In regard to the Christian denominations that hold abortion as a “right,” besides contradicting the Gospel of Christ and the unbroken witness of the Christian community against abortion through the centuries, these churches render themselves particularly incapable of bringing healing and forgiveness to those who have had abortions. After all, once you have called something a “right,” how credible can you make an offer of forgiveness for exercising that right?

Easter celebrates the victory of life. Christians do not come to Church on Easter simply to congratulate Jesus for rising from the dead. They come in order to touch their own victory over death. In rising, Christ destroyed not only His own death, but ours! He overturned the entire kingdom of death. Death has no more power over Him; nor does it have ultimate power over those who live in Him. The influence of the Church on the world, therefore, is the influence of a community which already participates in victory over death. That influence moves the structures and choices of society away from death and destruction, and toward the affirmation, in word and deed, of the precious gift of life. It would be a profound distortion of the meaning of Easter if we separate, in thought or deed, our faith in the Resurrection from our efforts to secure justice and respect for every life.

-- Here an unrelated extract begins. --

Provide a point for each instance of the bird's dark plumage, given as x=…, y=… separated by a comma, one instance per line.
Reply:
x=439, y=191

The Church that celebrates Easter also lives Easter. The victory has already been won, but has not yet fully unfolded. We therefore rejoice and struggle at the same time. We have unshakeable confidence that the power of life is greater than the forces of death. Yet we must not relax our efforts to protect God's gift of life from the destructive forces all around it. As St. Augustine once said, we sing “Alleluia,” but as we sing we must “keep going” on the arduous journey that is ours.